The title of this piece is not intended to be tendentious. I don’t mean to suggest that to be able to write imaginatively it is necessary, or even desirable, to start out in a trade which bears no relation to literature. I am telling you simply that this was what destiny had in store for me. That is: how I became a writer without having chosen to, and without having consciously prepared myself for it.
I studied to become a chemist, and worked as one for thirty years, before, during and after the war; but I turned, unexpectedly, into a writer because during the war I was sent to a German extermination camp. It would be cynical to say that this was a piece of luck. It is the kind of fortune one shouldn’t wish on even one’s worst enemy. But, with hindsight, it provided me with an extraordinary experience, a rare observatory on human behaviour, and an enormous reservoir of ‘raw material’. In short: a paradoxically great store of riches.

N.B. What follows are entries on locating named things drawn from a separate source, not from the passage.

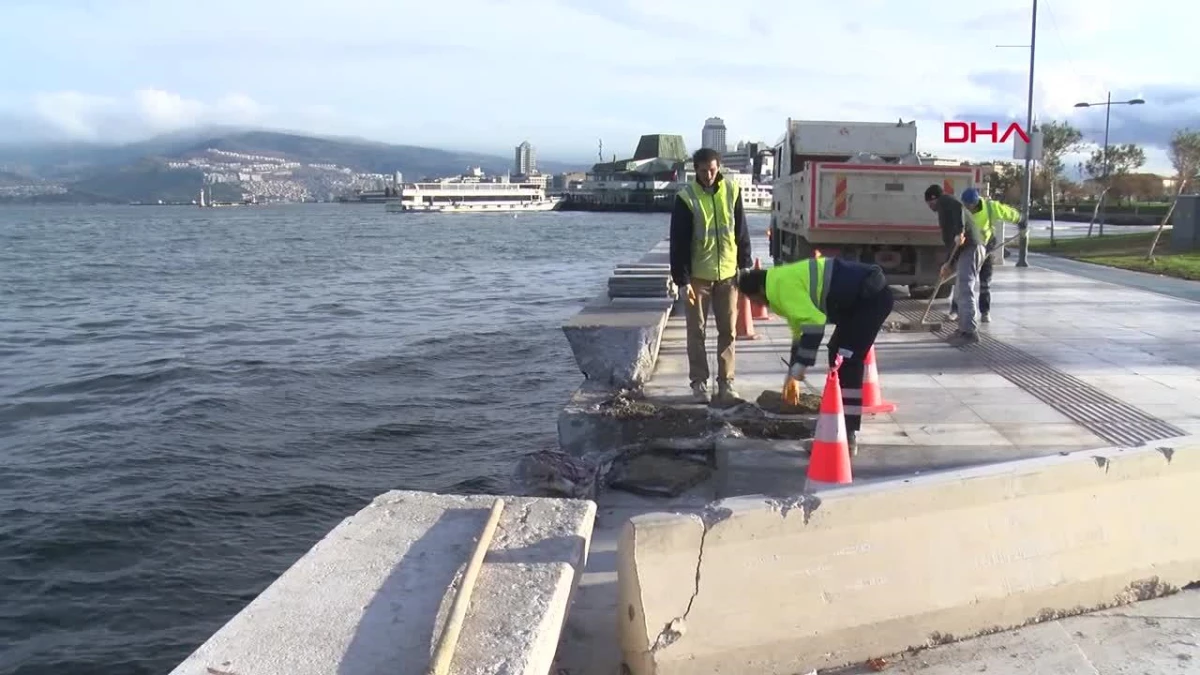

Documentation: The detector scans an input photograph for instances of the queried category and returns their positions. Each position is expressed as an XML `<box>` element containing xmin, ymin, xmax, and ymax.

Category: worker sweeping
<box><xmin>738</xmin><ymin>258</ymin><xmax>894</xmax><ymax>453</ymax></box>
<box><xmin>950</xmin><ymin>187</ymin><xmax>1026</xmax><ymax>323</ymax></box>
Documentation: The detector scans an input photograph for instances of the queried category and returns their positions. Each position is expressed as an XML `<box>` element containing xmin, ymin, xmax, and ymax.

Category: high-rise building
<box><xmin>512</xmin><ymin>141</ymin><xmax>538</xmax><ymax>175</ymax></box>
<box><xmin>700</xmin><ymin>118</ymin><xmax>728</xmax><ymax>155</ymax></box>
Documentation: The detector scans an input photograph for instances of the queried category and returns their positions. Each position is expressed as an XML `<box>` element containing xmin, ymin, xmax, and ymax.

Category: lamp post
<box><xmin>1075</xmin><ymin>91</ymin><xmax>1146</xmax><ymax>237</ymax></box>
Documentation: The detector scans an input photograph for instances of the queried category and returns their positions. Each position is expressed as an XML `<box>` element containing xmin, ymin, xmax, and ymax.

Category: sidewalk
<box><xmin>549</xmin><ymin>240</ymin><xmax>1200</xmax><ymax>675</ymax></box>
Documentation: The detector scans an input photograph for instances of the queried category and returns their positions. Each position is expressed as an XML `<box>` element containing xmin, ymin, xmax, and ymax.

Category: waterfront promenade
<box><xmin>549</xmin><ymin>238</ymin><xmax>1200</xmax><ymax>675</ymax></box>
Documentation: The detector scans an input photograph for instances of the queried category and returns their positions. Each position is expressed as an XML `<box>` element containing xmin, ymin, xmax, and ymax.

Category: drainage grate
<box><xmin>895</xmin><ymin>299</ymin><xmax>1187</xmax><ymax>447</ymax></box>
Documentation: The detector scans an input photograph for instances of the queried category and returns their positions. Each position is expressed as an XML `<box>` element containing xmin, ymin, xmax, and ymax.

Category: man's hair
<box><xmin>691</xmin><ymin>148</ymin><xmax>721</xmax><ymax>167</ymax></box>
<box><xmin>738</xmin><ymin>269</ymin><xmax>767</xmax><ymax>295</ymax></box>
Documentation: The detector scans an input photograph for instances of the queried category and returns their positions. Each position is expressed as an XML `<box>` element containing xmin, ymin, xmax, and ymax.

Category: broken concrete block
<box><xmin>172</xmin><ymin>490</ymin><xmax>596</xmax><ymax>675</ymax></box>
<box><xmin>563</xmin><ymin>290</ymin><xmax>674</xmax><ymax>389</ymax></box>
<box><xmin>617</xmin><ymin>440</ymin><xmax>1200</xmax><ymax>675</ymax></box>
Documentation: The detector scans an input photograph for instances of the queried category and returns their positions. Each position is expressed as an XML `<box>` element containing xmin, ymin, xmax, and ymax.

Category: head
<box><xmin>925</xmin><ymin>185</ymin><xmax>942</xmax><ymax>211</ymax></box>
<box><xmin>738</xmin><ymin>269</ymin><xmax>768</xmax><ymax>306</ymax></box>
<box><xmin>691</xmin><ymin>148</ymin><xmax>721</xmax><ymax>187</ymax></box>
<box><xmin>962</xmin><ymin>187</ymin><xmax>983</xmax><ymax>214</ymax></box>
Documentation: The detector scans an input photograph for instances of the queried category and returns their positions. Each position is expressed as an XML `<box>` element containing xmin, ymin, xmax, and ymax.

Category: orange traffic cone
<box><xmin>737</xmin><ymin>293</ymin><xmax>762</xmax><ymax>340</ymax></box>
<box><xmin>750</xmin><ymin>258</ymin><xmax>770</xmax><ymax>321</ymax></box>
<box><xmin>863</xmin><ymin>345</ymin><xmax>896</xmax><ymax>414</ymax></box>
<box><xmin>809</xmin><ymin>368</ymin><xmax>851</xmax><ymax>484</ymax></box>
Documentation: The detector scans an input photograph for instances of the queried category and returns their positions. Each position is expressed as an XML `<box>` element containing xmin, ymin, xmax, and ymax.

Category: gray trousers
<box><xmin>954</xmin><ymin>245</ymin><xmax>986</xmax><ymax>333</ymax></box>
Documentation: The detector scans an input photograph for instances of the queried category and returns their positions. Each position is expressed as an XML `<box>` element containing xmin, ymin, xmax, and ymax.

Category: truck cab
<box><xmin>770</xmin><ymin>119</ymin><xmax>980</xmax><ymax>298</ymax></box>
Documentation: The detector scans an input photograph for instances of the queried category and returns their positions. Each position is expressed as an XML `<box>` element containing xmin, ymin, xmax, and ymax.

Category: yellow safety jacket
<box><xmin>678</xmin><ymin>178</ymin><xmax>742</xmax><ymax>281</ymax></box>
<box><xmin>971</xmin><ymin>199</ymin><xmax>1021</xmax><ymax>245</ymax></box>
<box><xmin>767</xmin><ymin>258</ymin><xmax>833</xmax><ymax>365</ymax></box>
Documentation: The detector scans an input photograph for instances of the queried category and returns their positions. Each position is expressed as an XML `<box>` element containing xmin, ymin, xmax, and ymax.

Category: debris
<box><xmin>516</xmin><ymin>449</ymin><xmax>610</xmax><ymax>498</ymax></box>
<box><xmin>606</xmin><ymin>449</ymin><xmax>713</xmax><ymax>497</ymax></box>
<box><xmin>755</xmin><ymin>389</ymin><xmax>821</xmax><ymax>414</ymax></box>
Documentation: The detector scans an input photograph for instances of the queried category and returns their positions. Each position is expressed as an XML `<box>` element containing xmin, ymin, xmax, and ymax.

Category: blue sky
<box><xmin>0</xmin><ymin>0</ymin><xmax>1200</xmax><ymax>172</ymax></box>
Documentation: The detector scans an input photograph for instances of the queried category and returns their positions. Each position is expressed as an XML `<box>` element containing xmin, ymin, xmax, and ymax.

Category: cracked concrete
<box><xmin>617</xmin><ymin>444</ymin><xmax>1200</xmax><ymax>675</ymax></box>
<box><xmin>172</xmin><ymin>490</ymin><xmax>595</xmax><ymax>675</ymax></box>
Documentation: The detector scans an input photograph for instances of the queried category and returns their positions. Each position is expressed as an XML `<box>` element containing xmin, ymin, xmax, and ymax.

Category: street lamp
<box><xmin>1075</xmin><ymin>91</ymin><xmax>1146</xmax><ymax>237</ymax></box>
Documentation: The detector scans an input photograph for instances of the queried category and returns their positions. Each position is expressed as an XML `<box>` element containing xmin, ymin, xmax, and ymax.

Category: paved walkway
<box><xmin>549</xmin><ymin>240</ymin><xmax>1200</xmax><ymax>675</ymax></box>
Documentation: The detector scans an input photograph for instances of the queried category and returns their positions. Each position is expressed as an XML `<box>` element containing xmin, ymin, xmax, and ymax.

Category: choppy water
<box><xmin>0</xmin><ymin>205</ymin><xmax>766</xmax><ymax>675</ymax></box>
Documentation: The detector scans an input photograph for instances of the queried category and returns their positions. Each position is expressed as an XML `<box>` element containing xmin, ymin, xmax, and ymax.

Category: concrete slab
<box><xmin>617</xmin><ymin>440</ymin><xmax>1200</xmax><ymax>675</ymax></box>
<box><xmin>558</xmin><ymin>233</ymin><xmax>1200</xmax><ymax>675</ymax></box>
<box><xmin>172</xmin><ymin>491</ymin><xmax>595</xmax><ymax>675</ymax></box>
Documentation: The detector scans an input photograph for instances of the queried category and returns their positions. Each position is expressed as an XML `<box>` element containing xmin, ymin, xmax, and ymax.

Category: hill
<box><xmin>0</xmin><ymin>129</ymin><xmax>584</xmax><ymax>203</ymax></box>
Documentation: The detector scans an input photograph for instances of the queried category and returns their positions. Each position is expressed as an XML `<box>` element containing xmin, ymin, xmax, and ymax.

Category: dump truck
<box><xmin>769</xmin><ymin>119</ymin><xmax>982</xmax><ymax>298</ymax></box>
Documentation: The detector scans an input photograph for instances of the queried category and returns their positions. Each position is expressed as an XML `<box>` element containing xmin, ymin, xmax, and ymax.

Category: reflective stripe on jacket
<box><xmin>679</xmin><ymin>179</ymin><xmax>742</xmax><ymax>281</ymax></box>
<box><xmin>767</xmin><ymin>257</ymin><xmax>833</xmax><ymax>340</ymax></box>
<box><xmin>971</xmin><ymin>199</ymin><xmax>1021</xmax><ymax>244</ymax></box>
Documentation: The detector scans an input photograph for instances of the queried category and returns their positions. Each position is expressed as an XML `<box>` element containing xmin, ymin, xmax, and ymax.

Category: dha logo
<box><xmin>942</xmin><ymin>121</ymin><xmax>1030</xmax><ymax>143</ymax></box>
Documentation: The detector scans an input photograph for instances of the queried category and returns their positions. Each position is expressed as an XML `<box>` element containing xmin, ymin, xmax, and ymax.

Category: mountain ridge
<box><xmin>0</xmin><ymin>127</ymin><xmax>587</xmax><ymax>203</ymax></box>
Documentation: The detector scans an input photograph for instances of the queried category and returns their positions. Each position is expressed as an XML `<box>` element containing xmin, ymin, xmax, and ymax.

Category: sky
<box><xmin>0</xmin><ymin>0</ymin><xmax>1200</xmax><ymax>173</ymax></box>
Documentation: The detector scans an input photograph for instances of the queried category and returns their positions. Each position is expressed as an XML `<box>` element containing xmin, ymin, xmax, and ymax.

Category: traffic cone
<box><xmin>750</xmin><ymin>258</ymin><xmax>770</xmax><ymax>321</ymax></box>
<box><xmin>808</xmin><ymin>369</ymin><xmax>851</xmax><ymax>485</ymax></box>
<box><xmin>737</xmin><ymin>293</ymin><xmax>762</xmax><ymax>340</ymax></box>
<box><xmin>863</xmin><ymin>345</ymin><xmax>896</xmax><ymax>414</ymax></box>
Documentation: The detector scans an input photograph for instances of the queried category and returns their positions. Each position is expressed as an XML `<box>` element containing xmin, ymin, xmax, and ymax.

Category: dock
<box><xmin>166</xmin><ymin>233</ymin><xmax>1200</xmax><ymax>675</ymax></box>
<box><xmin>557</xmin><ymin>238</ymin><xmax>1200</xmax><ymax>675</ymax></box>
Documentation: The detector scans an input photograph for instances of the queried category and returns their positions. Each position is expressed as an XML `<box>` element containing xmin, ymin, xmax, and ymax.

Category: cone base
<box><xmin>863</xmin><ymin>401</ymin><xmax>898</xmax><ymax>414</ymax></box>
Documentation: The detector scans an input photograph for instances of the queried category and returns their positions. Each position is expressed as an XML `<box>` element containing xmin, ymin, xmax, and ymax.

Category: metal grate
<box><xmin>896</xmin><ymin>299</ymin><xmax>1187</xmax><ymax>447</ymax></box>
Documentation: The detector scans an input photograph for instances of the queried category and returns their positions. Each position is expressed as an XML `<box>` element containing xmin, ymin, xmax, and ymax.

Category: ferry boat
<box><xmin>384</xmin><ymin>180</ymin><xmax>563</xmax><ymax>214</ymax></box>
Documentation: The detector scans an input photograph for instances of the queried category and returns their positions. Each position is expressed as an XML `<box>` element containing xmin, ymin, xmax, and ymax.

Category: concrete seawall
<box><xmin>618</xmin><ymin>444</ymin><xmax>1200</xmax><ymax>675</ymax></box>
<box><xmin>172</xmin><ymin>491</ymin><xmax>595</xmax><ymax>675</ymax></box>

During my year in Auschwitz I collected such a mass of things that pressed on me to be told that, after returning home, I felt almost obliged to write them down. My first book, If This is a Man, is a concentration camp story; its history is long and strange. I had been driven, almost forced, to write during the actual days of my imprisonment. I scribbled hurried notes with a stump of a pencil on shreds of cement sacks. I knew very well that all this was useless, for it was practically impossible to preserve these fragmentary records. Indeed, it was madly dangerous, because the Germans were extremely watchful for any signs that news was being smuggled out. They were only too aware of the deadly import of the massacre going on daily in Auschwitz and elsewhere. The mere act of writing was considered suspect; if the written matter referred in any way to what happened in the camp, the punishment was a public hanging.